Flagship store of the British Museum on Tmall 

July 24 (NBD) -- In early July, the British Museum opened an online flagship store on China's e-commerce platform Tmall to compete with China's Palace Museum on the platform.  

The store sells tapes, handbags, mobile phone shells and other items with various themes such as the Rosetta stone, Egyptian mummy, Japanese art The Great Wave off Kanagawa and the Isle of Lewis chess pieces. 

The store first launched 20 items, 15 of which have been temporarily sold out. The store attracted over 30,000 followers on the first day, according to 36Kr, a Chinese technology news provider, with the number having grown sharply to 131,000 as of July 23. 

Rosetta stone tape from the British Museum store

This is not the first time for the British Museum to sell its derivatives in China. 
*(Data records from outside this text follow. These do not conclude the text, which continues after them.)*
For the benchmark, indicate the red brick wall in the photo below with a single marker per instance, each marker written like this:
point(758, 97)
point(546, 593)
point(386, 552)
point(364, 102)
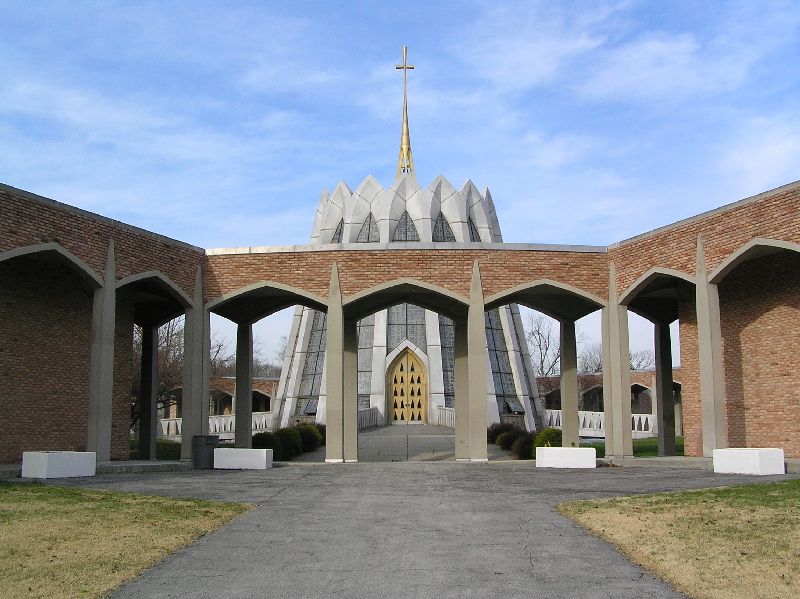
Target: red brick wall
point(362, 269)
point(45, 347)
point(760, 307)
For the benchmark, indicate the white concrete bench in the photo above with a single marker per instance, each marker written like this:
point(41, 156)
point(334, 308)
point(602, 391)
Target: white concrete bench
point(58, 464)
point(566, 457)
point(235, 458)
point(746, 460)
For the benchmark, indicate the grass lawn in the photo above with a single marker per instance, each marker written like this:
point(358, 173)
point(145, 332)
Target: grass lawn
point(642, 448)
point(715, 544)
point(60, 542)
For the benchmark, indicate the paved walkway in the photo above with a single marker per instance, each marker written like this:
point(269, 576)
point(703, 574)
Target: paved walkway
point(406, 443)
point(413, 529)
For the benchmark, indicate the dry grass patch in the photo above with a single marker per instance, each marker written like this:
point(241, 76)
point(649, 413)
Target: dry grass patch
point(715, 544)
point(60, 542)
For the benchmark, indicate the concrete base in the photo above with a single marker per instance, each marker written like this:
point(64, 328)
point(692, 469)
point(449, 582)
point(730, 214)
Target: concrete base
point(760, 461)
point(58, 464)
point(242, 459)
point(566, 457)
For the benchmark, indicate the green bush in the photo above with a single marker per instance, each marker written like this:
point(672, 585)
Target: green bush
point(497, 429)
point(548, 437)
point(321, 429)
point(290, 441)
point(523, 446)
point(310, 435)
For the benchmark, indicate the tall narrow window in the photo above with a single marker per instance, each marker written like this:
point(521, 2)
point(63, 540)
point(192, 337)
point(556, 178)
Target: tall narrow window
point(366, 328)
point(442, 230)
point(369, 231)
point(312, 370)
point(405, 231)
point(504, 389)
point(448, 337)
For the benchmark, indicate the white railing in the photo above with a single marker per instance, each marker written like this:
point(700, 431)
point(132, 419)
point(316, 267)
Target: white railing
point(368, 418)
point(223, 426)
point(591, 424)
point(446, 417)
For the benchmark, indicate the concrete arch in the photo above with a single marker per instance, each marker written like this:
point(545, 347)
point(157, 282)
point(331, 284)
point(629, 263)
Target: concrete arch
point(547, 296)
point(643, 281)
point(258, 300)
point(424, 294)
point(54, 248)
point(755, 248)
point(153, 275)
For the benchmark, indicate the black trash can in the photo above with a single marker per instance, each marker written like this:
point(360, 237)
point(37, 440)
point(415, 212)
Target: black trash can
point(203, 451)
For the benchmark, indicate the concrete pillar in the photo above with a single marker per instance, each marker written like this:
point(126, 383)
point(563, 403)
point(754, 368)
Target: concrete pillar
point(665, 407)
point(243, 406)
point(616, 374)
point(709, 342)
point(196, 369)
point(478, 366)
point(570, 426)
point(334, 385)
point(350, 390)
point(101, 383)
point(461, 388)
point(148, 393)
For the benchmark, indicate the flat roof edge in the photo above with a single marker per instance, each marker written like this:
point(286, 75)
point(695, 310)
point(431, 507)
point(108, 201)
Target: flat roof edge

Last year, a exhibition named "The British Museum: A History of the World in 100 Objects" was held at the Shanghai Museum in Shanghai and souvenirs worth over 3 million yuan (441,884.8 U.S. dollars) in total were sold at the exhibition. 

The museum also forged partnership with Alibaba's Alifish and Tmall in 2017 and cooperated with some brands on the Tmall platform to launch crossover products. 

Apart from the British Museum, a number of Chinese museums are seeking for revenue gains from cultural creativity product sales as well.

The Palace Museum, known as the largest museum in China, now has one Taobao store and one Tmall store with a total of around 3.66 million followers. The two stores have over 500 products for sale, several of which registered monthly sales volume of more than 10,000.

By the end of 2016, the Palace Museum has created 9170 cultural products and the revenue coming from sales of such products in 2016 surpassed 1 billion yuan (147.3 million U.S. dollars).

Tapes from the Palace Museum Taobao store

Besides, the National Museum of China, Suzhou Museum, and Shaanxi History Museum also opened the official store on Taobao. 

Domestic museums also attempt to combine museum culture with the internet. 

In 2016, the National Museum of China teamed up with Alibaba Group to build an intellectual property (IP) platform to provide design, investment, production, sales and promotion solutions for those museums which have IPs of their collections.

In July 2016, the Palace Museum entered into a long-term cooperation to jointly develop mini programs and apps based on IPs of the museum.

It is noted that top museums made significant contributions to their countries. 

New York-based Metropolitan Museum of Art contributed revenue of 946 million U.S. dollars to the city in 2015, 60 percent of which came from derivative sales.

France's Louvre Museum generated 756 million Euros (874.2 million U.S. dollars) in revenue in 2009, with 400 million Euros (462.6 million U.S. dollars) in indirect earnings, according to the statistics.